PGP
et les rumeurs
Depuis son apparition en 1992, PGP a toujours fait l'objet de rumeurs
mettant en cause sa robustesse cryptographique. Ainsi, en 1994, quand est
sortie la version 2.5 incompatible avec les versions antérieures
pour des questions de licence, ou en 1997 lors de la sortie de la version
5.0 pour Windows et Mac qui proposait une interface graphique et un nouveau
type de clefs. Plus récemment, en 1999, une énième
vague de rumeurs est apparue en France, à la faveur de la
libéralisation
de la cryptologie. A chaque fois, le même propos revient : «
PGP peut être cassé », mais aucune démonstration
n'est fournie. Pourtant, la cryptographie relève de la science,
non de la magie, et elle s'appuie sur des critères objectifs.
A noter qu'en mai 2000 une faille de sécurité
grave a été découverte dans la version Unix/Linux de
PGP 5.0 et PGP 5.0i (voir notre brève du
31 mai 2000). Mais rien ne prouve que cette faille ait été
insérée de manière intentionnelle par les programmeurs
de PGP (sur cette faille, voir l'analyse du cryptographe Peter
Gutmann).
Ces rumeurs se fondent, au choix, sur :
- un cas d'attaque réussie contre un utilisateur négligent
de PGP;
- une bouffée irrationnelle de paranoïa;
- un dénigrement conscient aux fins de décrédibiliser
PGP.
En anglais on appelle cela du "FUD" (Fear, Uncertainty and Doubt) :
peur, incertitude, doute.
On a vu récemment en France deux grandes sources de rumeurs sur
PGP : dans la presse et dans les groupes de discussion.

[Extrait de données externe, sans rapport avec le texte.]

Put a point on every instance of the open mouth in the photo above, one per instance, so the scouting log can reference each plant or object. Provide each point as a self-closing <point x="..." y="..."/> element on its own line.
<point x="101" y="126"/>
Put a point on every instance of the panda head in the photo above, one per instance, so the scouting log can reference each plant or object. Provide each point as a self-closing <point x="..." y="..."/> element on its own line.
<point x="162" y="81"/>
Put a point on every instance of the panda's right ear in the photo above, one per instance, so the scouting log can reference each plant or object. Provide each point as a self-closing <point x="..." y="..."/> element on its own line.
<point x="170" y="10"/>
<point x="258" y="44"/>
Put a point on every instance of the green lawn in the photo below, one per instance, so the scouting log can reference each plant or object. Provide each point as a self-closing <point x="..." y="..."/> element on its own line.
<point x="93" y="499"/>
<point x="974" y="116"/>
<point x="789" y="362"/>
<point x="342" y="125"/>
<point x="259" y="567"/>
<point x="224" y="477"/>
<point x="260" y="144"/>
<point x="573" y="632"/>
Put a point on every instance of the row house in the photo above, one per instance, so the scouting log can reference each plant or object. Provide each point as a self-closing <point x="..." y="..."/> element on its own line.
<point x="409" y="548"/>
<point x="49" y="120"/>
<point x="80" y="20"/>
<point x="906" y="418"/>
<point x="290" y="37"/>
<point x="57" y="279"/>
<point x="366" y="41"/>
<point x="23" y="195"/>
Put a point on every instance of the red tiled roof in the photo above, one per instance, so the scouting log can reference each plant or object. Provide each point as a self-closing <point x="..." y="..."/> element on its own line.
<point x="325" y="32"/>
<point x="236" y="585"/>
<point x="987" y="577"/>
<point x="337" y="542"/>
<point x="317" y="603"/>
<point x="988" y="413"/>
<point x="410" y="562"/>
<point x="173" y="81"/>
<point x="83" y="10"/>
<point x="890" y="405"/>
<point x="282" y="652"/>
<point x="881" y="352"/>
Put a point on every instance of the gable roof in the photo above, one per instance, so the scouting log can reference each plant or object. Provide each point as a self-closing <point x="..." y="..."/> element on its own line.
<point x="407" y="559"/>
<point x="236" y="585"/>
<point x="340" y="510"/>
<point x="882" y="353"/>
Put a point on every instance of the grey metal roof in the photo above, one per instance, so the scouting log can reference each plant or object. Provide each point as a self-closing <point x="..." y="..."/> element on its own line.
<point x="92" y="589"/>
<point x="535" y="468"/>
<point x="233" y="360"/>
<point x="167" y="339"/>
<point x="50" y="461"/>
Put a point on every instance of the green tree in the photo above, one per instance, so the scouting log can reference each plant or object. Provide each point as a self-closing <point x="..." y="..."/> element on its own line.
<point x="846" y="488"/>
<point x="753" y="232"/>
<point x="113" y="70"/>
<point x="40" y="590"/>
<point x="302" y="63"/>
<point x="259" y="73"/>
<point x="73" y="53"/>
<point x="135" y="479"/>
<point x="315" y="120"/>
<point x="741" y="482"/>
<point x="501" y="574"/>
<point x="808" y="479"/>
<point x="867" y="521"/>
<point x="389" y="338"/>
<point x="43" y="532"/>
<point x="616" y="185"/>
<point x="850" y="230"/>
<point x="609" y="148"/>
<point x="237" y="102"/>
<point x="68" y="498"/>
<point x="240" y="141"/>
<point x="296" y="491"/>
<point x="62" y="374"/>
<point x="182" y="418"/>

Ces rumeurs sont en général :
« PGP contient une "backdoor" »
« Les gouvernements peuvent casser PGP »
« Le code-source de PGP n'a jamais été vraiment
scruté »
« GnuPG est plus sûr que PGP ».
Quelques
sources de rumeurs en France
La presse
- Le bulletin "Sécurité
Informatique" n° 24 du CNRS
consacré à la cryptologie (avril 1999)
La rédaction de ce numéro spécial a été
confiée de manière surprenante, non pas à des
universitaires
du CNRS, mais à des spécialistes du SCSSI gouvernemental.
Pourtant, jusqu'aux décrets du 17 mars 1999, ce dernier organisme
était implicitement chargé de s'assurer que le chiffrement
disponible en France contenait une porte d'accès pour le gouvernement,
et son directeur Jean-Louis Desvignes avait exprimé publiquement
son hostilité à la libre diffusion de PGP.
Dans ce bulletin "Sécurité
Informatique" n° 24 "De l'usage de la cryptologie", le chef de
la Division Chiffre du SCSSI cite trois "cas typiques" de programmes
"ne
méritant pas forcément la confiance que semble créer
leur notoriété". Il s'agit de Lotus Notes (backdoor
avérée),
SSH (faille de sécurité trouvée dans le code-source)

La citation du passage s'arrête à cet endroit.